Ironically, in the build-up to the publication of these proposals Reding often cited the US market as an example of where there is effective infrastructure-based competition. Strange that she never really bothered (or chose not to) look beyond that to see an effective duopoly...

I am not sure I agree that national regulators would just close down if they are hostile to the idea of the Market Authority. For a start, under these proposals Member States are legally obliged to have an independent national regulator so if there was a non-functioning national regulator, the Member State concerned would probably be taken to the ECJ for failure to comply with EC law. I do agree the Commission has not justified the existence of the Market Authority itself.

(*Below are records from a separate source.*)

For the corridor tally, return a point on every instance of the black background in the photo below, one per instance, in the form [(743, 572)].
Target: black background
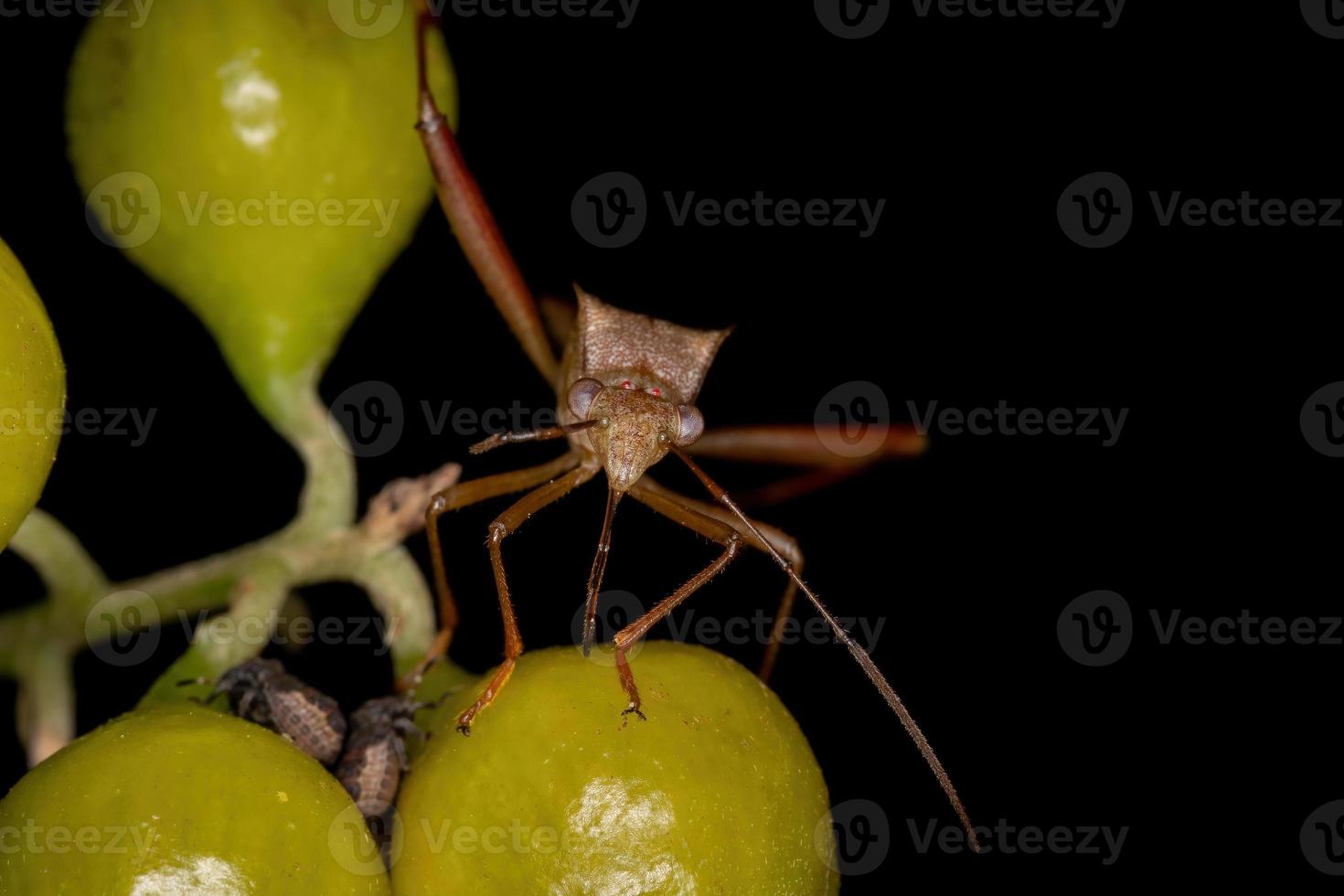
[(968, 293)]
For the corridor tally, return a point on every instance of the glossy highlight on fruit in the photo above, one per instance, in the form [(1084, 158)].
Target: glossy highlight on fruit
[(180, 799), (33, 395), (554, 792), (257, 157)]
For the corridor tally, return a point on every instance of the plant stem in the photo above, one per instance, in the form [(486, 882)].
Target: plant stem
[(322, 544)]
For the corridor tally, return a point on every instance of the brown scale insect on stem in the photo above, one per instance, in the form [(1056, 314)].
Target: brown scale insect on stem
[(261, 690), (625, 391)]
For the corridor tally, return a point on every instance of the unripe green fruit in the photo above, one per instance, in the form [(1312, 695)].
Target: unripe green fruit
[(179, 799), (258, 160), (33, 395), (717, 792)]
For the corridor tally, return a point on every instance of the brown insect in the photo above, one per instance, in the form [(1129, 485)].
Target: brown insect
[(626, 387), (375, 758), (261, 690)]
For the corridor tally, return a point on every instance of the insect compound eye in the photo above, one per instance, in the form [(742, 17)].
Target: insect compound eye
[(581, 397), (689, 425)]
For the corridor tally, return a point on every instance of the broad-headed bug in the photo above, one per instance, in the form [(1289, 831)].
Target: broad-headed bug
[(625, 389), (261, 690)]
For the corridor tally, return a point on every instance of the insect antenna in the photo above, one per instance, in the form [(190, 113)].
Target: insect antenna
[(603, 551), (866, 663)]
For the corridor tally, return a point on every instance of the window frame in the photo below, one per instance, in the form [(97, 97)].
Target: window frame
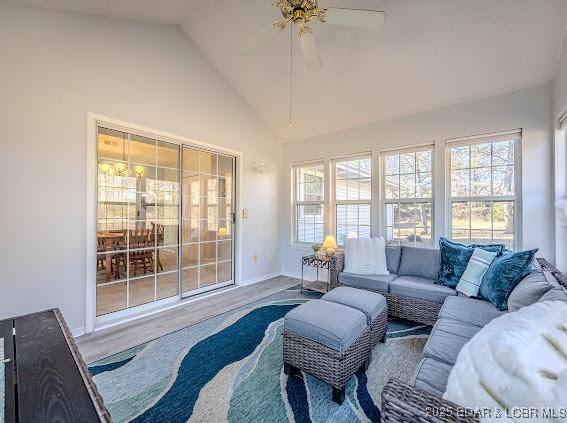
[(384, 201), (295, 203), (333, 197), (516, 135)]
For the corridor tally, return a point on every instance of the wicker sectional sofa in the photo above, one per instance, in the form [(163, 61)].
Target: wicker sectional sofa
[(456, 319), (410, 289)]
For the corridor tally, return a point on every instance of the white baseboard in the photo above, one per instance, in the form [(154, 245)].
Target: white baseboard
[(78, 332), (258, 279), (298, 276)]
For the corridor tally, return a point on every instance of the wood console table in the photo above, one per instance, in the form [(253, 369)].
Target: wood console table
[(45, 377)]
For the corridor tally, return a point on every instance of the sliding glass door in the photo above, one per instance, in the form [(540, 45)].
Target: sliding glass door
[(145, 188), (207, 250)]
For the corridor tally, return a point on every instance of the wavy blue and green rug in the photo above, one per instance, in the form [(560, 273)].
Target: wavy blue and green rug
[(229, 369)]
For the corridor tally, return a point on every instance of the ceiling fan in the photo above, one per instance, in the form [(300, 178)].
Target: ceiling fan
[(300, 13)]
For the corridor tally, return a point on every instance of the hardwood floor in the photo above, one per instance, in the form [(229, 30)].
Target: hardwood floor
[(118, 338)]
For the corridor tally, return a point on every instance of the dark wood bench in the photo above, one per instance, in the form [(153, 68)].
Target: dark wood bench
[(46, 379)]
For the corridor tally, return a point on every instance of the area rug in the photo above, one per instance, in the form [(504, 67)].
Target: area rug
[(229, 369)]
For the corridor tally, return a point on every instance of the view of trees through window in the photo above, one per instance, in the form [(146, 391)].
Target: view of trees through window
[(352, 198), (483, 192), (408, 190), (309, 186)]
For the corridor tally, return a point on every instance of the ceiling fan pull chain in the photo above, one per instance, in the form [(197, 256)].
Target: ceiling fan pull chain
[(290, 76)]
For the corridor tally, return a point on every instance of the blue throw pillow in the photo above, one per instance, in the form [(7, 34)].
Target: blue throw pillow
[(504, 274), (455, 257)]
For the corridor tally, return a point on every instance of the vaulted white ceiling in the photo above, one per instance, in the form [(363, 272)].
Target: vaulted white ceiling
[(429, 54)]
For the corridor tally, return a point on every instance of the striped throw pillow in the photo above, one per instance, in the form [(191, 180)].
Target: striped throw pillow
[(469, 284)]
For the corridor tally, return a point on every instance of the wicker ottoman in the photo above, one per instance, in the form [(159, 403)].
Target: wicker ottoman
[(372, 304), (328, 340)]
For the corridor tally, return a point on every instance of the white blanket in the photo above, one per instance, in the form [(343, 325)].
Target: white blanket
[(365, 256), (518, 360)]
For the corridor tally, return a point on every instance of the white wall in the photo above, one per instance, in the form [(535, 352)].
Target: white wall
[(560, 86), (56, 67), (528, 109), (560, 155)]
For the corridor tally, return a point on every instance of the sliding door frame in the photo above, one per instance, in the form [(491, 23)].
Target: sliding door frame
[(94, 121)]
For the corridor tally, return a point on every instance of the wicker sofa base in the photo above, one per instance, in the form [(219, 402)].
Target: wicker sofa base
[(414, 309), (378, 329)]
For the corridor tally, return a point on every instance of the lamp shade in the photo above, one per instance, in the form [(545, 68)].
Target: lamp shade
[(330, 242)]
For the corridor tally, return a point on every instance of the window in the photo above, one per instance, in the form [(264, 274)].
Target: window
[(408, 193), (352, 198), (309, 202), (483, 193)]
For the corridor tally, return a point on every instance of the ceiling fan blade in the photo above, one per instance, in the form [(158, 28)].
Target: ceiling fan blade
[(366, 19), (260, 38), (310, 50)]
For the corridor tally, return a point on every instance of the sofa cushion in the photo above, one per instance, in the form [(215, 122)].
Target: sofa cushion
[(365, 256), (422, 288), (529, 290), (469, 310), (504, 274), (370, 303), (372, 282), (422, 262), (393, 256), (316, 320), (431, 376), (447, 338), (455, 257), (555, 294)]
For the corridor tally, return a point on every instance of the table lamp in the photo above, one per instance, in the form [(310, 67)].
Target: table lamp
[(330, 245)]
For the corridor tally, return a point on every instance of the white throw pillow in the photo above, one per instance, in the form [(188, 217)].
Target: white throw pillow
[(517, 360), (480, 261), (365, 256)]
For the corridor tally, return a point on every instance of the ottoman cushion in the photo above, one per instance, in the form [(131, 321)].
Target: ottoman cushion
[(334, 325), (370, 303)]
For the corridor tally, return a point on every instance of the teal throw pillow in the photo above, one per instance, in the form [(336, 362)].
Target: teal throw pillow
[(504, 274), (455, 258)]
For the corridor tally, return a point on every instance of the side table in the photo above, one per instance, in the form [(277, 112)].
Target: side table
[(319, 263)]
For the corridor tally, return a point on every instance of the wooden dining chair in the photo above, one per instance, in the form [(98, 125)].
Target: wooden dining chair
[(142, 242)]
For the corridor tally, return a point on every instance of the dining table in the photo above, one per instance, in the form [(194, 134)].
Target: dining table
[(109, 240)]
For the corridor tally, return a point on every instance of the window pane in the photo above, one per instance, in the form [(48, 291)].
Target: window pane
[(341, 189), (481, 215), (460, 183), (409, 222), (480, 155), (460, 157), (503, 214), (407, 163), (142, 150), (309, 183), (392, 165), (480, 181), (424, 185), (424, 161), (392, 187), (503, 180), (407, 186), (365, 187), (460, 215), (310, 223), (491, 170), (503, 153)]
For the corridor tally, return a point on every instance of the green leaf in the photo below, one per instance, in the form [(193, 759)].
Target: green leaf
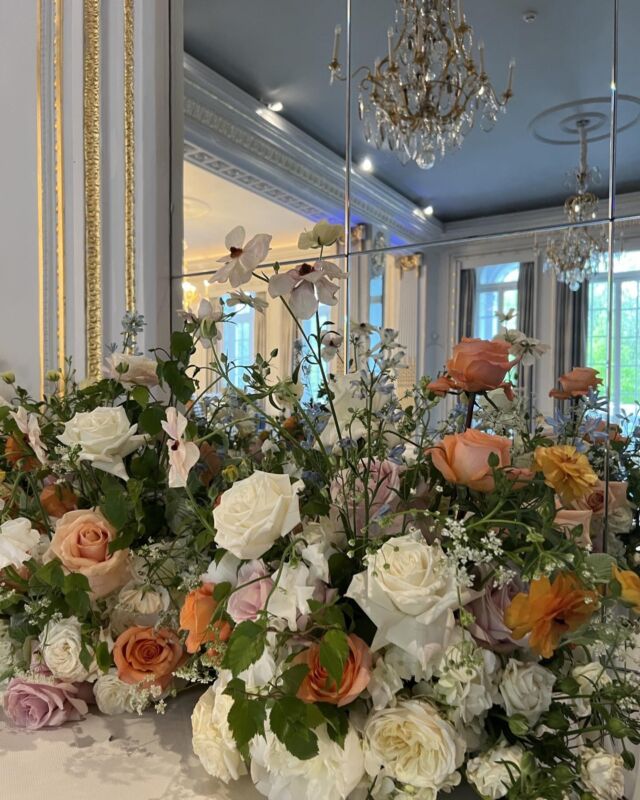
[(288, 721), (245, 646), (334, 651), (246, 719)]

Anyway, I don't think it remains to be seen whether the Commission will adopt these proposals. The Commission are extremely keen on them as they mainly involve giving the Commission a great deal more power (rightly or wrongly...). What remains to be seen is the reception of these proposals within the relevant Committees in the European Parliament, particularly Industry Cttee, Economic Affairs Cttee and the Internal Market Cttee. Secondly, the effectiveness of both incumbent and altnet lobbying their national representatives will go some way to determining the view of the Council of Ministers on the proposals - along with the mass of lobbying they'll have received from other interest groups, industry associations and consumer representatives.

I would be interested to hear your views on the Commission itself gaining greater veto power over national regulatory authorities' regulatory remedies and the power to impose remedies. Also, as a global operator, what issues you face in offering pan-European telecoms services in Europe and whether you this review might go any way to rectifying that?

Anonymous (not verified) – Mon, 2007 – 11 – 26 11:46

Granting the EC veto power ov

Granting the EC veto power over NRA actions is a positive development because it creates a process whereby unjust NRA actions could be quickly overturned.  It also allows the EC to achieve their goal of a unified market by overturning deviant NRA rulings. 

As for pan-European operations, Europe is a more hospitable market than the U.S.  Europe has eliminated licensing requirements, they don't have tariff requirements, they don't have artificially high "access charges" and they have unified rates for call termination, they have an aggressive champion for competition and are experimenting with functional separation.  All of these developments create a market more accomodating of competition.  Of course there are still country-specific rules and practices which must be adhered to, but I do not think it is necessary or desirable to expect all of Europe to be uniform.  Each local market is different so it makes sense to have different regulations - within a reasonable range - and I think the veto power gives the EC the tools it needs to establish the reasonable range.